Homework: Introduction to the International Genome Sample Resource (Formerly known as the 1000 Genomes Project)



Readings:



At this point, technical difficulties aside, we’ve got a bit more knowledge regarding how to navigate the SCC and how to gather data of various kinds from Ensembl, so let’s put that knowledge to use with some practice!

This homework assignment is meant to both stretch your abilities from the past two labs, and prepare you for what’s coming in the next lab. If you can’t remember how to do something, check your Pre-Lab slides and the Lab 1 module.

To make things easier, I’ve also created an online interface where you can answer the questions.

Question 1 (25 points):

Go to the Ensembl web page for the gene UCP1, and look at the variant table.

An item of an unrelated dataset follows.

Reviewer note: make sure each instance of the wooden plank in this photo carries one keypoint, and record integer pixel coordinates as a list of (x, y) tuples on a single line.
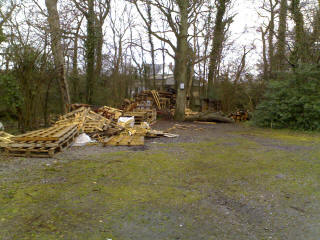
[(125, 141)]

  • How many variants code for an inframe deletion within the coding region of UCP1?
  • Sort the variants by base pair location from first to last (e.g., lowest bp number to highest on chromosome 4), and list the first five variants (if there are less than five, list them all).
  • What is the average number of base pairs deleted in your list of variants?
  • Are any of these deletion variants (e.g., the minor, deleted genotype) present in your 1000 Genomes study population?
  • How many individuals in your 1000 Genomes population have the deleted, or minor allele at each variant site?

Question 2 (50 points):

Go back to the variant table, and filter and sort it to find the Stop Gained variant with the highest minor allele frequency (MAF).

  • How many SNPs that cause a stop gain are present in the 1000 Genomes populations?
  • Name them, in order of MAF from highest to lowest.
  • What is the MAF for the SNP with the highest MAF? And what is the minor allele for that SNP?
  • What does a stop gain mutation do, and why might it be selected for or against in population?
  • Does YOUR 1000 Genomes population have the minor allele?
  • Given the readings for Lab 1 regarding the function of UCP1, what might having the minor allele mean for the phenotype of individuals who have it. In your study population, what would this mean for an individual with the minor allele, given their local environment?

Question 3 (25 points):

We should probably get a little more practice with the tabix and vcftools coding for downloading data into our SCC space.

Please download the UCP1 data (for the whole gene) for a second sub-population you find interesting in the 1000 Genomes dataset. Of all the files generated, you should keep ONLY the final VCF file.

The file MUST be in your SCC working directory by the time we meet in class on Friday, October 5th!